Zócalo has launched a series where it invites writers to contribute pieces on going home, "wherever or whatever that may be." First up is Andrés Martinez, who helped spawn Zócalo while he was editor of the editorial pages at the Los Angeles Times, before the dramatic fall. Martinez, now an associate editor of Zócalo, uses the occasion of the Mexican independence bicentennial to write about being Mexican and American in Los Angeles.

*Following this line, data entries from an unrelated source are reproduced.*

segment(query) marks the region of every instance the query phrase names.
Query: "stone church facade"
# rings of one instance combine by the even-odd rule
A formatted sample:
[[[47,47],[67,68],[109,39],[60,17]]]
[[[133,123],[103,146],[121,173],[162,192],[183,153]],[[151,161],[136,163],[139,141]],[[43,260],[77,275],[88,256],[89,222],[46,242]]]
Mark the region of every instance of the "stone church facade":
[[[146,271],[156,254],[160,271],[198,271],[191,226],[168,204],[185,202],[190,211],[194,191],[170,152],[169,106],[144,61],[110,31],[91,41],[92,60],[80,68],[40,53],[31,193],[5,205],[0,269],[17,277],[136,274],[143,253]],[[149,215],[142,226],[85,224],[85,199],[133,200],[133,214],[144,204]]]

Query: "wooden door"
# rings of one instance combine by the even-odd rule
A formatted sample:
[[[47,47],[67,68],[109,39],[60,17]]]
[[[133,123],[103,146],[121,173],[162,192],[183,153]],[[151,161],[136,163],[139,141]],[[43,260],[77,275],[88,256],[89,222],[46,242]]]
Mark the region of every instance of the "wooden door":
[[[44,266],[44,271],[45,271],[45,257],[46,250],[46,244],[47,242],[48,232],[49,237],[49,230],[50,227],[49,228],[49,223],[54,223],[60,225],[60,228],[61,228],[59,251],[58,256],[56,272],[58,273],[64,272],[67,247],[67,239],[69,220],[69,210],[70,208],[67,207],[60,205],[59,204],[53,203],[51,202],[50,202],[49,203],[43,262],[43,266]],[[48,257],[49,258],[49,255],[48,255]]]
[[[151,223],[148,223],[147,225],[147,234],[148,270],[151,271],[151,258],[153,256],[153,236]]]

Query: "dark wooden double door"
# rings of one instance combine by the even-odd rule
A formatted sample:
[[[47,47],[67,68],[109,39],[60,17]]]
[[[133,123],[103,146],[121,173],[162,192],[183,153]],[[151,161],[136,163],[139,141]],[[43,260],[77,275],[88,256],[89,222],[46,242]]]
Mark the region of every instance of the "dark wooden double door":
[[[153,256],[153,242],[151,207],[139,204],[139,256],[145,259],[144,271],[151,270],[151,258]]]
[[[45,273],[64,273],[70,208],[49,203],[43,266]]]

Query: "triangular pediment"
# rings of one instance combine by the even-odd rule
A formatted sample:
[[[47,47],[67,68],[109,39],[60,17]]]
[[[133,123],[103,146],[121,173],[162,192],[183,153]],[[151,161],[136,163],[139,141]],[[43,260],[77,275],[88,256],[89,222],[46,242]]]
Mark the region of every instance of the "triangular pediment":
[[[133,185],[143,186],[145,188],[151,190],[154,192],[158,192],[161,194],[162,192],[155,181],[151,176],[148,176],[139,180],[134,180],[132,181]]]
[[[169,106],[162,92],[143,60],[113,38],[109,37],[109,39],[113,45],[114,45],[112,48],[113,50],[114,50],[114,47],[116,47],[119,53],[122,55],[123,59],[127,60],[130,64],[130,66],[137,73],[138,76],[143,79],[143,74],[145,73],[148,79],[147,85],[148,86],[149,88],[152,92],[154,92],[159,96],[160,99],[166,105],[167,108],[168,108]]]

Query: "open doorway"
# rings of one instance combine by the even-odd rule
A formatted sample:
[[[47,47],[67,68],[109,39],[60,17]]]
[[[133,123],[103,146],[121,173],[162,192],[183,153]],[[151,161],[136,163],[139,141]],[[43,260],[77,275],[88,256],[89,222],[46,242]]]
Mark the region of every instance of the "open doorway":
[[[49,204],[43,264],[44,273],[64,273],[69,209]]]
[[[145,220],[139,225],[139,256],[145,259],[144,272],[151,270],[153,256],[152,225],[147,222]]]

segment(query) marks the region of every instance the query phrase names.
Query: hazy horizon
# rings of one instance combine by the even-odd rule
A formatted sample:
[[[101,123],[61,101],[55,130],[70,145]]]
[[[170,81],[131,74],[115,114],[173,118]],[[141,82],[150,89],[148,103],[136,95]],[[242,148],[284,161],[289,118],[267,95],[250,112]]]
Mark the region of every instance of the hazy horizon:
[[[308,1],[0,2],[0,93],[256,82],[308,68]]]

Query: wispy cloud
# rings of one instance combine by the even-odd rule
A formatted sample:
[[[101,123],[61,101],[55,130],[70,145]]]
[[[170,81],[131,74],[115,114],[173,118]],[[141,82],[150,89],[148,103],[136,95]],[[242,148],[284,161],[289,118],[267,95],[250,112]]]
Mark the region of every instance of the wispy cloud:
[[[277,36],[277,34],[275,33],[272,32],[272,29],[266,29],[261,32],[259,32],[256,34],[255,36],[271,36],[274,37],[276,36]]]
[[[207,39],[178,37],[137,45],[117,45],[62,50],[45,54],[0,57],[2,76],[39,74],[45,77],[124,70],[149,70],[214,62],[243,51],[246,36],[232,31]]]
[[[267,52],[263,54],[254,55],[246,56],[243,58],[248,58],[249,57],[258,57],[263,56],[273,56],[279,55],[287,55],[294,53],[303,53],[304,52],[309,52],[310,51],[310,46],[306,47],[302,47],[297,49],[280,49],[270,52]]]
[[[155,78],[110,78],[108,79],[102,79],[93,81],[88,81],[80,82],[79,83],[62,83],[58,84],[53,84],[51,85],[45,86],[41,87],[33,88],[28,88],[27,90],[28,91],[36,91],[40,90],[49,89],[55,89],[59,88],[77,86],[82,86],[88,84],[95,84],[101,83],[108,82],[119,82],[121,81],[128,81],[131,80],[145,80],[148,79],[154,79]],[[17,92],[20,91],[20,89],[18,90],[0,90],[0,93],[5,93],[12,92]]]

I wasn’t raised to hyphenate, or synthesize my Mexicanidad with my Americanness. I mastered both separately, undiluted, teeing up a choice. (Actually, Mexican law teed up the choice for me, since it barred dual nationality past the age of 18.) I always ate fiery, dousing spice with lime whenever possible not only because it is the Mexican way, but because I was so spooked by those descriptions of scurvy in “Mutiny on the Bounty.” I spoke with a norteño accent renowned throughout the Spanish-speaking world as the tenor of Pancho Villa’s Dorados. It’s that hyper-Mexican accent that makes people elsewhere in the world expect you to start a revolution, or at least sing a corridor about your horse.I was also the güero obsessed with learning U.S. history, literature and politics. I was the kid in class who had no one to talk to about Holden Caulfield because no one else had read the book, or about how Americans could venerate someone like Robert E. Lee, who’d apparently managed to kill far more gringos than any Mexican general ever had. I couldn’t wait to go off to Exeter, Yale, and The New York Times, unaware that I’d only be swapping one exile for another.
But Los Angeles disturbs my ruminations about here versus there, about these distinctive, self-contained spaces separated by a fixed line running through my consciousness, as it does on the map. Los Angeles straddles my two worlds.
He touches briefly on his years at the Times and notes that "some of my colleagues who’d moved from the East Coast felt like expats in California, but for me Los Angeles offered the promise of hyphenation without dilution — an end to exile."